I like the following passage in particular:

Why do professional economists always seem to find that concerns with bubbles are overblown or unsubstantiated? I have wondered about this for years, and still do not quite have an answer. It must have something to do with the tool kit given to economists (as opposed to psychologists) and perhaps even with the self-selection of those attracted to the technical, mathematical field of economics. Economists aren’t generally trained in psychology, and so want to divert the subject of discussion to things they understand well. They pride themselves on being rational. The notion that people are making huge errors in judgment is not appealing.

As someone who does research in philosophy and economics, I still don’t understand why econ classes teach students that profit maximizing behavior leads to welfare maximization. It is the Absolute Rule that is handed down to students without question (most of my econ peers repeat the idea of profit maximization like mantra), but it is so obviously wrong! Here, feminist epistemology might shed some light – that those in power (professional economists) have no incentive to acknowledge that their views are wrong.

Conclusion: Professional economists may not have very many incentives to forecast bubbles.

Solution: Mitigate the factors of groupthink in Federal Reserve decision making. Allow more independent actors besides the Fed (institutional investors) to act on relevant information and make their own risk valuations (if more institutions did this, the financial crisis would not be as severe since losses wouldn’t have been as great). Punish those economists who were overconfident or brushed aside concerns.

“In ‘Outliers: The Story of Success,’ Malcolm Gladwell refutes the simplistic old saw of the self-made man — and reminds us that success is social.” The book lends more weight to determinism – that it’s not our free will that shapes our destiny, but rather, it might be the social forces. Interestingly, the idea that success might be social may be critical to understanding how we encourage others to be successful. If we stop blaming people’s lack of success on their own shortcomings, but instead realize that there may be environmental barriers, perhaps from this deeper understanding we can enable more people to become successful.

“Extraordinarily callous and inept management, combined with huge rewards for success and incentives for hiding failure, are some of the typical attitudes exhibited by financial institutions, many of which have been collapsing. HR leaders should understand the dynamics of such meltdowns in order to avoid such a fate in their own organizations.”

Peter Cappelli is the George W. Taylor Professor of Management and director of the Center for Human Resources at the Wharton School of Business. And he thinks – and I agree – that the investment banking culture is silly. I’ve long thought this and many of my colleagues, even in the investment banking world, agree. Newly hired investment bankers are expected to work ridiculous amount of hours, even though effective management or efficient hiring practices could reduce the amount of time individuals work (why not just hire more people and have people work fewer hours?).
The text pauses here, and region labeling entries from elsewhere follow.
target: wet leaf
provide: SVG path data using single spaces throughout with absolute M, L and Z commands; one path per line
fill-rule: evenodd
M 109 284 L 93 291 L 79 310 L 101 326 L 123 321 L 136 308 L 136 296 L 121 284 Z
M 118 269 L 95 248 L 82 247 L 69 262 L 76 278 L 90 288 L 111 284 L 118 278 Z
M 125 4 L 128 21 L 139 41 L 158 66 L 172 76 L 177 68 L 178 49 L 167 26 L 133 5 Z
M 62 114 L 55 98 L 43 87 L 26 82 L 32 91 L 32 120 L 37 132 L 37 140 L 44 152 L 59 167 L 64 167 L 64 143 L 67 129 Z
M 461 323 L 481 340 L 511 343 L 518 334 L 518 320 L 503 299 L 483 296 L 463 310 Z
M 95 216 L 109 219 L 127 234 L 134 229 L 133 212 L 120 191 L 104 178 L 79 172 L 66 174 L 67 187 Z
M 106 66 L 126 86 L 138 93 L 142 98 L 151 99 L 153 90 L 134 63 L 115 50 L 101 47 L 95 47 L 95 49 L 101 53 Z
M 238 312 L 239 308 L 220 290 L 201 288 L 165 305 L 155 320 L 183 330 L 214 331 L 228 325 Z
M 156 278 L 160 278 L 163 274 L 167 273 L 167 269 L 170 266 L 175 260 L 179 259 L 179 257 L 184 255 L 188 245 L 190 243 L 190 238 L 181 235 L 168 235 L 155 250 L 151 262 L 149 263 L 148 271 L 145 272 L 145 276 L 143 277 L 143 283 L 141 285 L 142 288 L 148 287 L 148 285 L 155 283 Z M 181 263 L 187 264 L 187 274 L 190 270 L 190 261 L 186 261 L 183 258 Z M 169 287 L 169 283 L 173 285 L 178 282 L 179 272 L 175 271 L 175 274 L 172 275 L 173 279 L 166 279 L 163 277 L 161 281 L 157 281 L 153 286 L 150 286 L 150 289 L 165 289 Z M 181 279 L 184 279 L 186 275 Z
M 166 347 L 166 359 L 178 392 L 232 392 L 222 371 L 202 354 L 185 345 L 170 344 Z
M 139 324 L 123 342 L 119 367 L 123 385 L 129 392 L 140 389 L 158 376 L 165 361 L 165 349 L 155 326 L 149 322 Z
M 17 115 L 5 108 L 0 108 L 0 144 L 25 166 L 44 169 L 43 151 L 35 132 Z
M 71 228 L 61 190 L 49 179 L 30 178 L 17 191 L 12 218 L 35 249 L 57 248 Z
And the salaries of investment bankers is quite price inelastic (what if someone were willing to work at half of an investment banker’s salary but is able to do 2/3 of the work? why doesn’t it happen?).

Conclusion: Investment banks are terribly managed organizations.

Solution: There need to be more mainstream investment banks that change the practices of investment banking management. Professor Cappelli mentions that Goldman Sachs has done well because of its HR practices. But there’s a limited supply of Goldman Sachs positions that can’t meet demand – there are more people who are qualified to be investment bankers that want an organization that emphasizes teamwork, values, and good management. Let’s hope more investment banks become a little more humble and change their culture a little bit from all that’s happened in recent events.